Once Works Well was pure technology. Now it seeks merely to divert.
Pansy subjects - Verse! Opera! Domestic trivia! - are now commonplace.
The 300-word limit for posts is retained. The ego is enlarged

Wednesday, 23 November 2011

Too much for Henry James, I fear

My circadian rhythms are shot to pieces.

Several months ago I began rising at 6.30 am to start “messing about upstairs with your - ie, my - writing” (courtesy one of my daughters twenty years ago). I tell myself my mind is brighter then. Also I feel smug doing something as trivial as writing fiction in the dark. But there are problems.

Once the computer is on I inevitably check my blog and others. Often the two hours of added “brightness” are dissipated in comments and responses – all of which now seem to be longer. Nobody appears to have noticed that any of this stuff is the product of a brighter mind.

But that’s mere impulsiveness. The other problem is physiological. Technically early rising doesn’t affect me since, like other gerontocrats, I no longer need eight hours’ sleep. Try telling that to my brain. Once I’m done at the keyboard I go downstairs to eat dinner and/or read or watch telly. Both these latter activities are severely circumscribed by heavy eyelids. Please don’t recommend any more hard books. They’re probably beyond me.

But the photo says it all. How dedicated it makes me look.

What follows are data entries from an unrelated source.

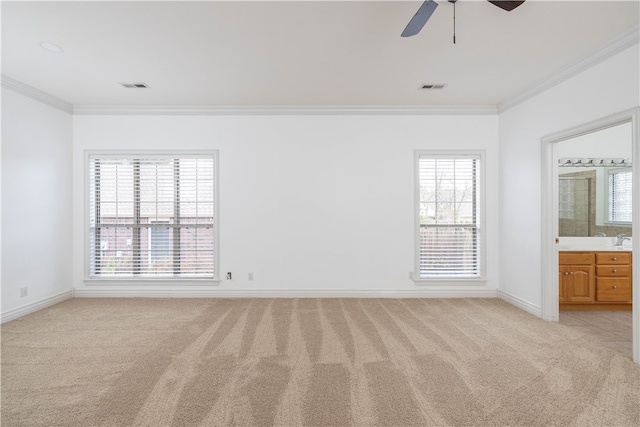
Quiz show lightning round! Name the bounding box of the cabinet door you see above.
[558,265,571,302]
[596,278,631,302]
[565,265,595,302]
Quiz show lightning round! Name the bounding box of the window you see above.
[88,154,218,279]
[607,169,633,224]
[414,152,484,280]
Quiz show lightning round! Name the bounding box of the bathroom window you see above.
[607,169,633,224]
[414,151,484,281]
[87,153,218,281]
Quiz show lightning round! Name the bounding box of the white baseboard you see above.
[498,291,542,318]
[0,291,73,323]
[74,287,498,298]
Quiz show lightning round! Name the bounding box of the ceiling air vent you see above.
[420,83,447,89]
[120,82,149,89]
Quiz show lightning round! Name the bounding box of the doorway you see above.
[541,108,640,363]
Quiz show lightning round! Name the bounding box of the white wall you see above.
[499,45,640,308]
[73,115,499,295]
[2,89,72,314]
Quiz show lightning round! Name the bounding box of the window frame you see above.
[604,167,633,227]
[83,150,221,286]
[412,150,487,285]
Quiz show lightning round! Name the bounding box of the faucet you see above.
[616,234,631,246]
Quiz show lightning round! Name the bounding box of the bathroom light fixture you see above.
[38,42,64,53]
[558,158,633,168]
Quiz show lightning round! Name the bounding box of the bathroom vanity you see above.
[558,237,632,310]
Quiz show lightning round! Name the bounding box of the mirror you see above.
[558,122,633,237]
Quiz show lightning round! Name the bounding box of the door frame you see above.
[540,107,640,364]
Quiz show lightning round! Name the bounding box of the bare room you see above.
[0,0,640,426]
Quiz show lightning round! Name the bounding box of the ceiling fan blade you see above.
[402,0,438,37]
[487,0,524,12]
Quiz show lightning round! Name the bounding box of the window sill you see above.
[84,277,221,286]
[413,277,488,286]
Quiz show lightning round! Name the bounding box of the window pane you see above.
[608,170,633,222]
[88,155,215,278]
[418,155,481,278]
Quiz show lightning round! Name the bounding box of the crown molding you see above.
[497,25,640,114]
[2,75,73,114]
[73,105,497,116]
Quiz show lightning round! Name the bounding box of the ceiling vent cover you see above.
[420,83,447,90]
[120,82,149,89]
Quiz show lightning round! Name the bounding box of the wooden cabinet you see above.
[596,252,631,303]
[558,252,595,304]
[558,252,631,310]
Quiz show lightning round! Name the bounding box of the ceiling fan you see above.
[402,0,525,37]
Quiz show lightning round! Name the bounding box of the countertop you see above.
[558,237,633,252]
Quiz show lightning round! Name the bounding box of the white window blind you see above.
[418,154,483,279]
[88,155,217,278]
[607,170,633,222]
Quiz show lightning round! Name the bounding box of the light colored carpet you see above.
[1,299,640,427]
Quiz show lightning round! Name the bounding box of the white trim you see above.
[541,107,640,364]
[74,288,498,298]
[0,291,73,323]
[498,291,542,317]
[1,75,73,114]
[496,25,640,114]
[73,105,498,116]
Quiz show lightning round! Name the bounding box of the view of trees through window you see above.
[418,155,480,278]
[89,156,215,277]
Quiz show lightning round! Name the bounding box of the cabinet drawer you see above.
[596,252,631,264]
[558,252,593,265]
[596,279,631,302]
[596,265,631,277]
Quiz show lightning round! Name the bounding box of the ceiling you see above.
[2,0,640,107]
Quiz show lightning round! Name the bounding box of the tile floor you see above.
[560,311,633,357]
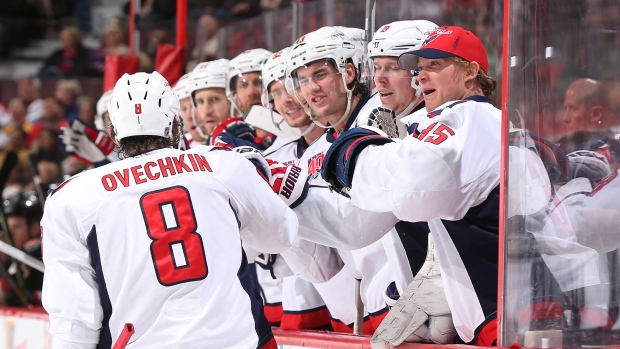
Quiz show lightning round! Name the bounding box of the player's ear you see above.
[465,61,480,81]
[590,105,605,123]
[346,62,356,85]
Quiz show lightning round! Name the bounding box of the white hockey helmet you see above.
[368,20,437,97]
[334,26,366,70]
[95,90,112,131]
[260,47,308,134]
[226,48,272,99]
[172,73,191,100]
[187,58,230,107]
[261,47,291,108]
[368,20,437,58]
[109,71,179,142]
[286,27,358,127]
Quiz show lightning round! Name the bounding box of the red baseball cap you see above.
[398,26,489,72]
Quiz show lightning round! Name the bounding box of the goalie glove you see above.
[370,235,456,349]
[234,146,308,208]
[59,119,116,167]
[208,118,273,150]
[354,107,399,138]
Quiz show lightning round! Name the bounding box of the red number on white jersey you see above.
[420,123,454,145]
[140,186,208,286]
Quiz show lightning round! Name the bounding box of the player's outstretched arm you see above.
[222,152,298,253]
[293,187,399,250]
[41,185,103,348]
[280,239,344,283]
[59,119,119,167]
[322,102,501,222]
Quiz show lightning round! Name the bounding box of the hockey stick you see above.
[112,323,136,349]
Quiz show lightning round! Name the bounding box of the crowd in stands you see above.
[0,0,310,306]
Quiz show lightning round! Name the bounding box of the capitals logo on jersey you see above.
[308,153,325,181]
[422,28,452,47]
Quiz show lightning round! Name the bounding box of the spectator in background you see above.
[69,0,92,33]
[0,192,43,306]
[0,97,32,148]
[92,21,129,72]
[26,97,69,148]
[214,0,261,20]
[260,0,292,11]
[17,76,43,123]
[101,23,129,56]
[557,79,618,157]
[77,96,97,128]
[54,80,82,122]
[39,27,101,78]
[36,159,62,195]
[192,14,220,62]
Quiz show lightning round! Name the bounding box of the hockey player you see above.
[287,27,394,333]
[59,90,119,167]
[257,47,342,330]
[189,59,282,326]
[360,20,455,345]
[42,72,297,348]
[226,48,274,150]
[172,73,205,148]
[323,27,501,345]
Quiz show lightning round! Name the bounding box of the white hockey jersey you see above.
[294,98,397,316]
[41,146,297,348]
[351,96,501,342]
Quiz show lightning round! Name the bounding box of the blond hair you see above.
[454,57,497,97]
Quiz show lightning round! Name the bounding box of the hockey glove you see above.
[267,159,308,208]
[370,232,456,349]
[321,128,392,197]
[208,118,273,150]
[354,107,399,138]
[59,119,116,167]
[233,146,271,181]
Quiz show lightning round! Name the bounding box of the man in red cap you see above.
[321,27,501,346]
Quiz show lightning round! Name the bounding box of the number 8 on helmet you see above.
[108,71,182,145]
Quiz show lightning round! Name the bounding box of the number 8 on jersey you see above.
[140,186,208,286]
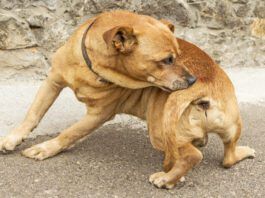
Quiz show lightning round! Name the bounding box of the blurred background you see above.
[0,0,265,81]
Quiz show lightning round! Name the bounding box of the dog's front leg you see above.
[219,120,255,168]
[0,72,63,151]
[22,110,112,160]
[149,143,203,189]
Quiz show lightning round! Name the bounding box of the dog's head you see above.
[100,17,196,91]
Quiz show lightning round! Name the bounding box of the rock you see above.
[251,19,265,38]
[253,1,265,18]
[0,0,265,79]
[14,6,55,28]
[0,48,49,81]
[34,19,75,58]
[0,10,37,49]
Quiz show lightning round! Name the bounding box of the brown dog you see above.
[147,39,255,188]
[0,10,254,188]
[0,11,196,157]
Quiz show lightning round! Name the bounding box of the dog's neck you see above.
[81,19,111,83]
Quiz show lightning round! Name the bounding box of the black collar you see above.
[81,20,109,83]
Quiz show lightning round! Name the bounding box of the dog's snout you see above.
[186,75,197,86]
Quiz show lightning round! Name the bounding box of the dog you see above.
[0,11,254,188]
[0,11,196,160]
[147,39,255,189]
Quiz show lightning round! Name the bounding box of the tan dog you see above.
[0,12,254,188]
[0,11,196,160]
[147,39,255,188]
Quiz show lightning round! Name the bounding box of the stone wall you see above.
[0,0,265,81]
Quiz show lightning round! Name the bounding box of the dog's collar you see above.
[81,20,110,83]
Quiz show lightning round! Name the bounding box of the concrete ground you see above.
[0,67,265,198]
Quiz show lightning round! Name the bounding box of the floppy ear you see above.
[103,26,137,53]
[160,19,175,33]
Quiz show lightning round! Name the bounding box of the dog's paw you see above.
[0,134,23,152]
[22,141,60,160]
[149,172,185,189]
[236,146,256,159]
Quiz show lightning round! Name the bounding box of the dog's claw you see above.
[0,135,22,153]
[21,140,60,160]
[149,172,185,189]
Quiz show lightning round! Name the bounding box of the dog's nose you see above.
[186,75,197,86]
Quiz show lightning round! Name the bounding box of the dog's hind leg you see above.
[219,121,255,168]
[22,109,113,160]
[0,72,63,152]
[149,143,203,189]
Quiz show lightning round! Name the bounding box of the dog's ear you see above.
[160,19,175,33]
[103,26,137,53]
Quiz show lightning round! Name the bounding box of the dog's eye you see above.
[162,55,174,65]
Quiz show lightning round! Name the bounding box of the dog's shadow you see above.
[18,124,225,178]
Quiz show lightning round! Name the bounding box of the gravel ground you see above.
[0,69,265,198]
[0,104,265,198]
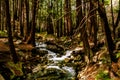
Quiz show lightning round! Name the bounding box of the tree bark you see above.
[98,2,116,62]
[5,0,19,63]
[27,0,38,46]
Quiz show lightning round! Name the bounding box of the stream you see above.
[25,42,83,80]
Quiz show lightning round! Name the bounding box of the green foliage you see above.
[95,70,111,80]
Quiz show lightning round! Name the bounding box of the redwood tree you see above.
[5,0,19,63]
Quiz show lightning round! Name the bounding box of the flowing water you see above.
[34,42,76,80]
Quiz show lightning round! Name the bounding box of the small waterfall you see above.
[33,42,75,79]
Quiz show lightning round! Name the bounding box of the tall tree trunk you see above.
[89,0,98,48]
[19,0,24,36]
[76,0,82,28]
[114,0,120,38]
[47,0,54,34]
[98,2,116,62]
[5,0,19,63]
[0,0,2,30]
[65,0,72,36]
[27,0,38,46]
[60,0,63,37]
[111,0,115,39]
[25,0,31,40]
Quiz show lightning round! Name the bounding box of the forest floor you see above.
[0,35,120,80]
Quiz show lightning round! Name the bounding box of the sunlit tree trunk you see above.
[27,0,38,46]
[76,0,82,28]
[98,2,116,62]
[111,0,115,39]
[25,0,30,40]
[64,0,72,36]
[60,0,63,37]
[113,0,120,38]
[0,0,2,30]
[47,0,54,34]
[5,0,19,63]
[19,0,24,36]
[89,0,98,48]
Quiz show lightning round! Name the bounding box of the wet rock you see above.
[32,48,48,56]
[0,74,5,80]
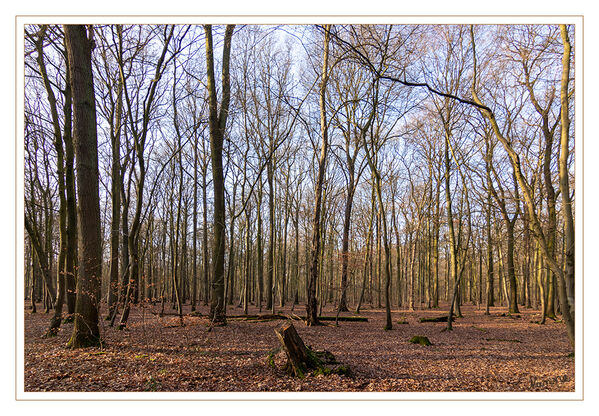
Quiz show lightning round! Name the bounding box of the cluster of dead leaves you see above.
[24,305,574,392]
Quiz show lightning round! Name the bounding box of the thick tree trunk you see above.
[204,25,235,325]
[64,25,102,348]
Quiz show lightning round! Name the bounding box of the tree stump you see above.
[275,322,318,377]
[269,322,351,378]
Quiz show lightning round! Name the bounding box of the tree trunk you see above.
[204,25,235,325]
[64,25,102,348]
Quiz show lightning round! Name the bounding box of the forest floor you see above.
[24,305,574,392]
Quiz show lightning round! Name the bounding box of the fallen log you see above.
[420,315,455,322]
[227,314,368,322]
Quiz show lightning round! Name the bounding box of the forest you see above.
[19,24,580,392]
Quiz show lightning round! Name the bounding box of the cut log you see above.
[227,314,368,322]
[316,316,368,322]
[420,315,455,322]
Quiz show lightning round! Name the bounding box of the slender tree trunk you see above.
[306,25,331,326]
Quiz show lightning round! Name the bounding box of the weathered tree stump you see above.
[275,322,349,378]
[275,322,318,377]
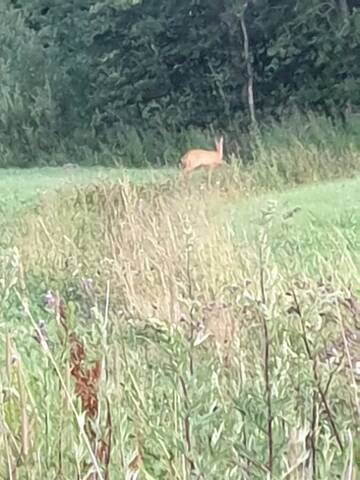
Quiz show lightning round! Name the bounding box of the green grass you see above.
[0,169,360,480]
[0,167,176,216]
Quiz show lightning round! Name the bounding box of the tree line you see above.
[0,0,360,165]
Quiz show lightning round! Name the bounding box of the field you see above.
[0,168,360,480]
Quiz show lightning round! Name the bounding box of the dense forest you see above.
[0,0,360,166]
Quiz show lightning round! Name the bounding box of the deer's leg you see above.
[208,167,213,190]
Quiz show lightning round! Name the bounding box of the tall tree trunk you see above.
[339,0,350,20]
[240,2,256,125]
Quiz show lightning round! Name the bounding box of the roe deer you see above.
[181,136,224,185]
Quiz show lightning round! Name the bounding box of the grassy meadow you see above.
[0,119,360,480]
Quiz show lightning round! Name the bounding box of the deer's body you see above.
[181,137,224,175]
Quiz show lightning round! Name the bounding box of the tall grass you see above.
[0,180,360,480]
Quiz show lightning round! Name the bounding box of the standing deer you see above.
[181,136,224,186]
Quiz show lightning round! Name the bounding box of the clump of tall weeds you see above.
[0,178,360,480]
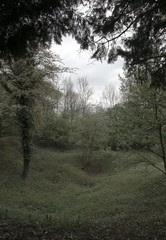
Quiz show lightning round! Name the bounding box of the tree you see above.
[62,78,79,121]
[76,0,166,86]
[0,51,61,179]
[0,0,81,57]
[102,83,119,108]
[70,110,108,165]
[110,75,166,172]
[77,78,93,116]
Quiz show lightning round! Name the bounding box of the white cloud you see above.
[52,37,123,101]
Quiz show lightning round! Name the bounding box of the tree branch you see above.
[137,153,166,175]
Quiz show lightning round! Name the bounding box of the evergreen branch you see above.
[137,153,166,175]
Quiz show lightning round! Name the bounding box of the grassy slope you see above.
[0,138,166,239]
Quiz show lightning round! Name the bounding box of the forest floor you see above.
[0,137,166,240]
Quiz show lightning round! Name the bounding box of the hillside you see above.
[0,137,166,240]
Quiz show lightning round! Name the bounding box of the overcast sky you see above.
[52,37,123,101]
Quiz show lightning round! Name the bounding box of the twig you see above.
[137,153,166,175]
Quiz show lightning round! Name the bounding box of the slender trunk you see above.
[159,124,166,172]
[22,128,31,179]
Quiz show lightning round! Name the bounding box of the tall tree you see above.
[0,51,61,179]
[76,0,166,86]
[77,78,93,116]
[0,0,81,57]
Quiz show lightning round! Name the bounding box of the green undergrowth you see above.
[0,137,166,239]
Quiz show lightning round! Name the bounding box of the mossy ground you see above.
[0,137,166,240]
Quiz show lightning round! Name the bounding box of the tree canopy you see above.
[0,0,166,86]
[76,0,166,86]
[0,0,80,56]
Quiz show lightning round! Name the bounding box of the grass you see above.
[0,137,166,240]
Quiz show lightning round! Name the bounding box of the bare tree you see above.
[101,83,120,108]
[77,78,94,116]
[62,78,78,121]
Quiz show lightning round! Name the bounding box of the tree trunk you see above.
[22,128,31,179]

A MUST! Charles Rosen, concert pianist and academic, is the best writer on music I know. I will kill anyone who disagrees. He mentions a double concerto for piano and harpsichord with two chamber orchestras by the modern composer Eliott Carter. Could be tough. Here’s part of Carter’s description: In addition to being isolated in space and timbre, the antiphonal groups are partially separated musically by the fact that each emphasizes its own repertory of melodic and harmonic intervals. Instruments include metallophones and lignophones. Doesn’t matter; Rosen says it’s OK so I’ll love it. Going to download it right now. More later.